Surplus products are any products that are not required to meet current demand. In some cases, the surplus is deliberate, if the producer believes that the goods will be needed to meet future demand within a reasonable period of time. A surplus in products may also come about by failing to accurately project consumer demand, resulting in a high inventory of finished goods. When this is the case, the manufacturer may consider different strategies to reduce the inventory and avoid a higher tax debt.
While surplus products are normally thought of in terms of physical goods that are sold to consumers, other forms of surplus are also common in the business world. For example, a business may find that it employs surplus labor if there is a downturn in the demand for the goods the company manufactures. In this scenario, the business may choose to retain the labor force if the downturn in demand is projected to be short-term, or lay off a portion of the work force for a period of time, recalling those workers once demand increases. Both options are sometimes less costly than terminating the employment of the surplus labor and having to train new personnel when consumer demand increases.
When any type of surplus products exist, there is the need to determine what should be done with that surplus. If the cost of keeping the products in inventory is prohibitive, the producer may choose to simply destroy the finished goods, and avoid both the costs of warehousing the goods and the related tax liability. If the investment in the goods is considerable, the producer may choose to offer those goods at reduced prices in an effort to attract attention from consumers. The surplus can also be used to trade for products that the company needs, allowing the business to obtain supplies without actually touching its cash flow.

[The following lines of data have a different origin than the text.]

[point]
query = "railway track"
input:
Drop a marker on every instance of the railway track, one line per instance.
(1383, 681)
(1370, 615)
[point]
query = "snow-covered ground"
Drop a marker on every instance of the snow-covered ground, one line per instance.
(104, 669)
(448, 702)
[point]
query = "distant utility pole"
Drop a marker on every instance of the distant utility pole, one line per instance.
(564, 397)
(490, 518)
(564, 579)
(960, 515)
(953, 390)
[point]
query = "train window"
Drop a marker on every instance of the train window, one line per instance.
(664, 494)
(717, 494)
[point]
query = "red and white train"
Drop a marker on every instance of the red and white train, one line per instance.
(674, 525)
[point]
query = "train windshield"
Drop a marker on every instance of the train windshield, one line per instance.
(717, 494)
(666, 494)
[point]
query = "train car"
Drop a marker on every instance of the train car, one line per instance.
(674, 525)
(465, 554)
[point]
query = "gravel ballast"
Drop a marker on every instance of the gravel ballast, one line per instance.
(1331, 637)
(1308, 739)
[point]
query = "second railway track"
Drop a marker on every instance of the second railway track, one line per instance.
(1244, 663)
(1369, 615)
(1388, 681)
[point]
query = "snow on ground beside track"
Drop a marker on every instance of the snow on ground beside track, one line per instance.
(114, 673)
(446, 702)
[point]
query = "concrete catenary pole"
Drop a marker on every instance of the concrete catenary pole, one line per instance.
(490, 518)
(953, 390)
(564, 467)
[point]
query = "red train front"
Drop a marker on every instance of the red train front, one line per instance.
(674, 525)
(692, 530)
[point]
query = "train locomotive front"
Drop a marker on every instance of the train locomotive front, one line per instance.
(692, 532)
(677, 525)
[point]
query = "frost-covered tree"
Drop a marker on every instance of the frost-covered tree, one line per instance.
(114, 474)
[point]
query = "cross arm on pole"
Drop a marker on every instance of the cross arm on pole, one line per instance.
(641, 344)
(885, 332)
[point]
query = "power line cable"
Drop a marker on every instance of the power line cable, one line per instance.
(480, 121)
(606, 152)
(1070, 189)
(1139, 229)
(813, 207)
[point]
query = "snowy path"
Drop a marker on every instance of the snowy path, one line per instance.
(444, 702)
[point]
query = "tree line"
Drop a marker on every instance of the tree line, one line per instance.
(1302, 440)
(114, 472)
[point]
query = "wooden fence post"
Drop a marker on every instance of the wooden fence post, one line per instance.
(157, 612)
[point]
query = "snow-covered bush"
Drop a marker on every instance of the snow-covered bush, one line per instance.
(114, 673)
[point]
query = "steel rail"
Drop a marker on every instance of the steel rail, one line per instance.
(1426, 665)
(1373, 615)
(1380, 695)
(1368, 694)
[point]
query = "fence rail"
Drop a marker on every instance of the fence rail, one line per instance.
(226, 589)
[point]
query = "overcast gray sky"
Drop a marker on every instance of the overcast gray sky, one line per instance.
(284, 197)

Deciding how to manage surplus products to best effect is not always a straightforward task. The surplus value of the goods must be considered, as well as how long current economic conditions will prevail and keep consumer demand at a lower rate. There is also often the need to adjust the production process, so that the operating surplus produced is adjusted to meet current needs and minimize the chances of increasing the stockpile of surplus goods. By evaluating the exact circumstances surrounding the creation of the surplus, properly assessing the present and future condition of the market, and adjusting production accordingly, it is possible to incrementally dispose of the surplus products in whatever manner is in the best interests of the producer.